Saya menyebut gerakan tari dalam puisi ini sebagai
tarinisasi puisi, suatu penafsiran lain terhadap puisi. Saya
tidak mau terburu-buru menyebut ini bentu baru dalam apresiasi puisi. Kita
tahu, hanya ada empat cara untuk mengapresiasi puisi melalui seni pertunjukan,
yakni pembacaan (tunggal maupun berkelompok atau berantai), visualisasi,
dramatisasi, dan musikalisasi.
Yang jelas, pemvisualan dalam bentuk tari
merupakan sesuatu yang sangat dominan dalam pertunjukan YS Rat kali ini. Gerakan-gerakan tari yang sangat teaterikal
ini menjadi penyejuk dari kejenuhan tema yang diusung YS Rat.

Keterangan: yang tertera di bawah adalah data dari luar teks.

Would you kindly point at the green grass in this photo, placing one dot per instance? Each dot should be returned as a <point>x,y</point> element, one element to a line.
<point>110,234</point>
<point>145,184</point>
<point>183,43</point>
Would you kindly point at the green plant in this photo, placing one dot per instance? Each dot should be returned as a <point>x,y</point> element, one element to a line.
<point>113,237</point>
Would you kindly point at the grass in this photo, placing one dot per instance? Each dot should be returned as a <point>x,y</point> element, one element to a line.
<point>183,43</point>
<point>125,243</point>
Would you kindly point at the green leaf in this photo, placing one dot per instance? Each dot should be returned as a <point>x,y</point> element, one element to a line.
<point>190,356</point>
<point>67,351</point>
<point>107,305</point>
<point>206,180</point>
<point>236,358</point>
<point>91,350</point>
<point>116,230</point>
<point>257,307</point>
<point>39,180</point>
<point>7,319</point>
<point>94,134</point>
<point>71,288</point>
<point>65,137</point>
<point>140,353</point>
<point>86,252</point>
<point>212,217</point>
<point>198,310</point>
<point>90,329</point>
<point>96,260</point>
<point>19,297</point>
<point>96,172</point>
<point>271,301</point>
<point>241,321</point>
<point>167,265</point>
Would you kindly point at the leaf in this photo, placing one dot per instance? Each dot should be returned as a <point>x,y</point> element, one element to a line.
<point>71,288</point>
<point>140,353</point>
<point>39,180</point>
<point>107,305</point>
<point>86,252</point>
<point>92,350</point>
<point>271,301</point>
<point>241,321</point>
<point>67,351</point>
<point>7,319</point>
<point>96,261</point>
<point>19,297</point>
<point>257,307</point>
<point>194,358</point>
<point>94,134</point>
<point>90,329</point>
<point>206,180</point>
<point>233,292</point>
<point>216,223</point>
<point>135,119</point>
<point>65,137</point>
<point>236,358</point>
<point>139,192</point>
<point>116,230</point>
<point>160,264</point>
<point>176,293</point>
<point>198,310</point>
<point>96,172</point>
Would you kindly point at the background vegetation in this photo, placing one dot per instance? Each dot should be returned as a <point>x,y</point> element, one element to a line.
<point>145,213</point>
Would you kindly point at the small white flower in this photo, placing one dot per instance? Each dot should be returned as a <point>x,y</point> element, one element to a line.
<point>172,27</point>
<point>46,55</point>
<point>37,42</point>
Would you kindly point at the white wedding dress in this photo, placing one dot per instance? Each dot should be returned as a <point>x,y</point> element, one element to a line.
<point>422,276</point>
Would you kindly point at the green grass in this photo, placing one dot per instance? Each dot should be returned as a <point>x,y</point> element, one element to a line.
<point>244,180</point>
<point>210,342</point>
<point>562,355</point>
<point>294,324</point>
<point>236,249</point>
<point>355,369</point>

Keunggulan lain adalah penampilan seni rupa tiga
dimensi yang diarsiteki Rudi Pama (penata artistik) dan Irma Karyono (penata
lampu). Duet Rudi—Irma ini
mampu menghidupi surealisme panggung. Patutlah, kedua orang ini serta Achi Aceh
sang penata musik yang paling cemas ketika listrik di komplek TBSU belum hidup
sampai pukul 16.10 WIB karena program pemadaman oleh PLN sejak pukul 10.00 WIB.
Lalu penampilan Hasan Al Banna? Ia tetap menjadi
pelengkap dan tidak masuk dalam suasana metafisis perkutut imajiner YS Rat. Hal
sama pernah dilakukan pada pergelaran tahun 2006 di tempat sama.
Warna kekanak-kanakan yang
ditampilkan Hasan senyatanya tidak mampu mengimbangi narasi besar yang diusung
YS Rat. Andai dia berdiri sendiri, terpisah dari skenario ”perkutut urakan” YS
Rat, mungkin pertunjukannya akan menjadi lain.
Secara keseluruhan,
pertunjukan ”Nyanyian Urakan” YS Rat yang tidak urakan ini mampu menyedot
perhatian penonton. Setidaknya,
ini menjadi penawar dari minimnya pertunjukan sastra di Medan. Akankah sang
perkutut tampil lagi? Akankah
ia tak lapuk oleh hujan tak lekang oleh panas?